Raspberry Rhubarb Muffins
These muffins are
bursting with juicy raspberries, tangy rhubarb and crunchy walnuts. A
sprinkling of oatmeal brown sugar topping adds just the right amount of
sweetness.
§ Prep Time: 10 minutes
§ Cook Time: 24 minutes
§ Total Time: 34 minutes
§ Yield: 12 muffins
Ingredients
For the topping:
§ 1/4
cup rolled oats
§ 1
tablespoon brown sugar
§ 1
1/2 teaspoons canola oil (or your favorite baking oil)

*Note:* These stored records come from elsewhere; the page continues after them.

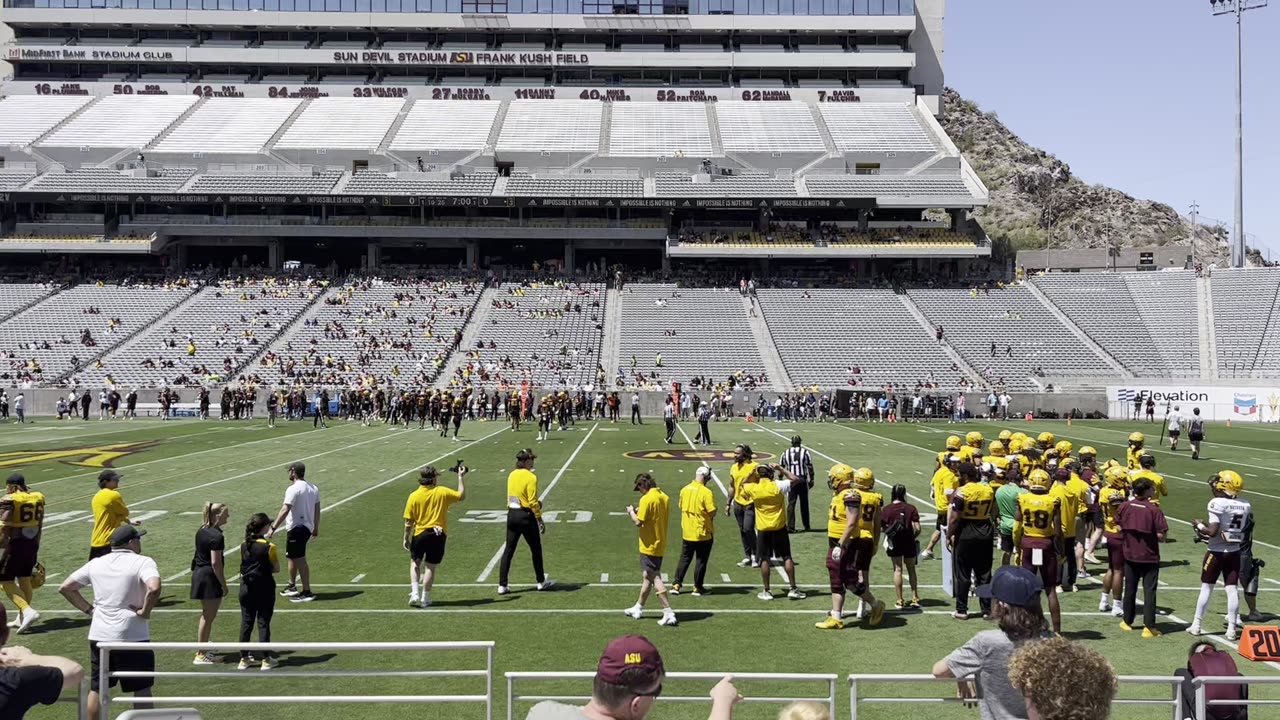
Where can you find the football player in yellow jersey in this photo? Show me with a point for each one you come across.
(951, 449)
(22, 519)
(972, 522)
(426, 525)
(1038, 534)
(1136, 443)
(944, 483)
(849, 559)
(1147, 469)
(741, 472)
(650, 516)
(1115, 492)
(1070, 500)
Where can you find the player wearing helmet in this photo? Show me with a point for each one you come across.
(1136, 442)
(853, 538)
(944, 483)
(1115, 492)
(1229, 515)
(1038, 537)
(970, 529)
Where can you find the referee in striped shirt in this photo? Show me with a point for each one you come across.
(796, 460)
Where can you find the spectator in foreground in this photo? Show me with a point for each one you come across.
(627, 683)
(1051, 674)
(28, 679)
(1016, 609)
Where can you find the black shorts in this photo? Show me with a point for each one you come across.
(205, 586)
(123, 661)
(296, 545)
(428, 547)
(18, 560)
(772, 543)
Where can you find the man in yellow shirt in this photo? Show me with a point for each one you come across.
(944, 483)
(743, 472)
(769, 499)
(696, 531)
(426, 525)
(109, 513)
(650, 518)
(22, 520)
(524, 520)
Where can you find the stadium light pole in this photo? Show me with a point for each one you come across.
(1238, 8)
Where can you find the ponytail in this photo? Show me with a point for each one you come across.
(211, 511)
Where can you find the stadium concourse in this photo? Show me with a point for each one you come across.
(360, 577)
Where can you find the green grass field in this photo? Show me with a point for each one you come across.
(360, 570)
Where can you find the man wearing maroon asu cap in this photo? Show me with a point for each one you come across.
(627, 683)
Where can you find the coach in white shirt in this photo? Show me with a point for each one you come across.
(126, 588)
(301, 518)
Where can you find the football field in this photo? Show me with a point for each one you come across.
(360, 570)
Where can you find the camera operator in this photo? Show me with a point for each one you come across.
(426, 520)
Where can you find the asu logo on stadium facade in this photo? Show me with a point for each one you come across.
(690, 455)
(95, 456)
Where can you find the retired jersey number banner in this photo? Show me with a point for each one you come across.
(1216, 402)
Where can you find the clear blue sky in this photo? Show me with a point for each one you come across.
(1138, 95)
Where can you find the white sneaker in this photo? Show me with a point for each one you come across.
(28, 619)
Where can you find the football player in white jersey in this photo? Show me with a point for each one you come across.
(1228, 518)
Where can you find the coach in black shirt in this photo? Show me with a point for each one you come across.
(28, 679)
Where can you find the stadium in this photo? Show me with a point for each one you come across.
(250, 233)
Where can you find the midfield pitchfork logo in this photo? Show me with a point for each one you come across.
(96, 456)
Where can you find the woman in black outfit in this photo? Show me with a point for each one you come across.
(208, 575)
(259, 565)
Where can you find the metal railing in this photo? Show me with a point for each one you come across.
(830, 679)
(487, 673)
(1171, 682)
(1203, 703)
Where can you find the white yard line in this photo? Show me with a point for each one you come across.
(497, 556)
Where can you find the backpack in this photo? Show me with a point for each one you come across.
(1208, 661)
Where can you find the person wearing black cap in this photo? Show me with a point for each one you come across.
(524, 520)
(22, 520)
(970, 534)
(1015, 597)
(109, 513)
(126, 588)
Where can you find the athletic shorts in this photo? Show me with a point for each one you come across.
(428, 547)
(123, 661)
(296, 545)
(1225, 565)
(1115, 551)
(18, 560)
(650, 565)
(772, 543)
(1047, 569)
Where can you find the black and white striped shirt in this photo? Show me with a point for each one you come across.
(796, 461)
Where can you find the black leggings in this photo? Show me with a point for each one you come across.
(521, 524)
(257, 604)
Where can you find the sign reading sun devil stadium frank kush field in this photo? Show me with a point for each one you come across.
(1219, 404)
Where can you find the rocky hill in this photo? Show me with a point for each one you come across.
(1032, 188)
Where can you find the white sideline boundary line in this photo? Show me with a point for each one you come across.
(497, 556)
(211, 483)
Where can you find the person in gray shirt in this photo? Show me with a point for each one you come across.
(984, 659)
(627, 683)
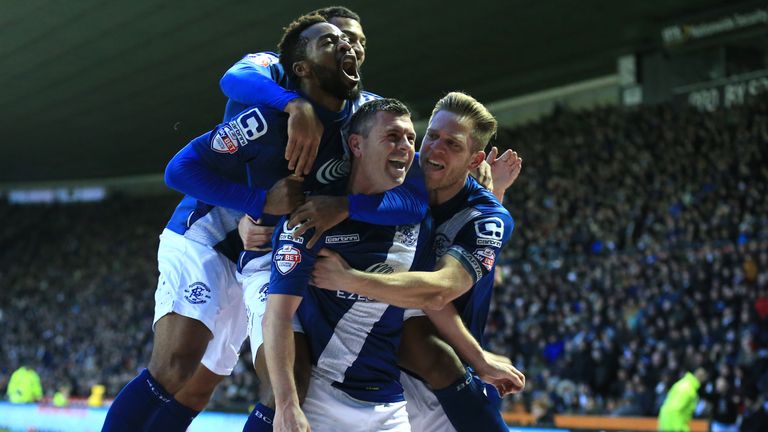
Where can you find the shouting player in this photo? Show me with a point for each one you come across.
(471, 228)
(199, 311)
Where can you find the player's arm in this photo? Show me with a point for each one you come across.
(491, 368)
(199, 170)
(259, 79)
(416, 290)
(504, 170)
(403, 205)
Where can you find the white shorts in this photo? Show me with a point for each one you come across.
(424, 410)
(255, 279)
(199, 283)
(329, 409)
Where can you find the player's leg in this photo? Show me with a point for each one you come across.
(186, 303)
(460, 397)
(218, 360)
(178, 346)
(263, 413)
(329, 409)
(256, 284)
(197, 392)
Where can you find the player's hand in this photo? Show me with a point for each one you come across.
(321, 213)
(255, 237)
(330, 270)
(484, 175)
(285, 196)
(290, 419)
(498, 371)
(304, 133)
(505, 169)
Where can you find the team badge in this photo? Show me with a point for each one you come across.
(406, 235)
(197, 293)
(382, 268)
(286, 259)
(332, 170)
(486, 256)
(263, 292)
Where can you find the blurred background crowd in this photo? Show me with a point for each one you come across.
(640, 252)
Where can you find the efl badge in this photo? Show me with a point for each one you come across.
(262, 59)
(224, 141)
(486, 257)
(286, 259)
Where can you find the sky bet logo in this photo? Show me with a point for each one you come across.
(489, 231)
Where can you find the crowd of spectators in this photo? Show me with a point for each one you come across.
(640, 251)
(78, 294)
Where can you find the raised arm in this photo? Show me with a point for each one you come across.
(210, 168)
(259, 79)
(491, 368)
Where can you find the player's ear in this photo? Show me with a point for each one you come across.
(354, 141)
(476, 160)
(301, 69)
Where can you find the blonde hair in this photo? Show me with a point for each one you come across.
(484, 125)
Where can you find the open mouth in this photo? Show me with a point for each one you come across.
(435, 165)
(397, 164)
(349, 67)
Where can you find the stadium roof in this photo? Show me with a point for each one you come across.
(103, 89)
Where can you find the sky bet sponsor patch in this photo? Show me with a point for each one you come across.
(286, 259)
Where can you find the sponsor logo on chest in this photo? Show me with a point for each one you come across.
(342, 238)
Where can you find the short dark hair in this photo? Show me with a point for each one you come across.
(362, 120)
(336, 12)
(292, 46)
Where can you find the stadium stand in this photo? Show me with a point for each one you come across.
(640, 252)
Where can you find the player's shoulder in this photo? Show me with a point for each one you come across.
(484, 200)
(262, 59)
(365, 96)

For the raspberry rhubarb muffins:
§ 2
cups spelt flour (or sub all purpose-flour)
§ 1/3
cup brown sugar
§ 2
teaspoons baking powder
§ 1/2
teaspoon salt
§ 1/4
teaspoon ground nutmeg
§ 1
cup unflavored, unsweetened soy or almond milk
§ 1/3
cup canola oil (or whatever oil you used for the topping)
§ 1
teaspoon vanilla extract
§ 1
1/2 cups fresh raspberries
§ 1
cup finely chopped rhubarb, fresh or frozen and thawed
§ 1/2
cup chopped walnuts
Instructions
1.
Preheat oven to 375°F. Line a 12 cup muffin tin with papers.
2.
Stir all of the topping ingredients together in a small bowl and
set aside.
3.
In a large mixing bowl, stir together the flour, brown sugar,
baking powder, salt and nutmeg. In a separate, smaller bowl, stir together the
milk, oil and vanilla. Pour the milk mixture into the bowl with the flour
mixture and stir just until blended, being careful not to overmix. Carefully
fold in the raspberries, rhubarb and nuts.
4.
Divide the mixture into the lined muffin cups. The cups should
be very full, but not overflowing. Sprinkle the tops with the oat topping.
5.
Bake for 22-24 minutes, or until the muffins are lightly browned
on the tops and a toothpick inserted into the center of a muffin comes out
clean.
6.
Transfer the muffins to a cooling rack and allow to cool
completely before removing from tins.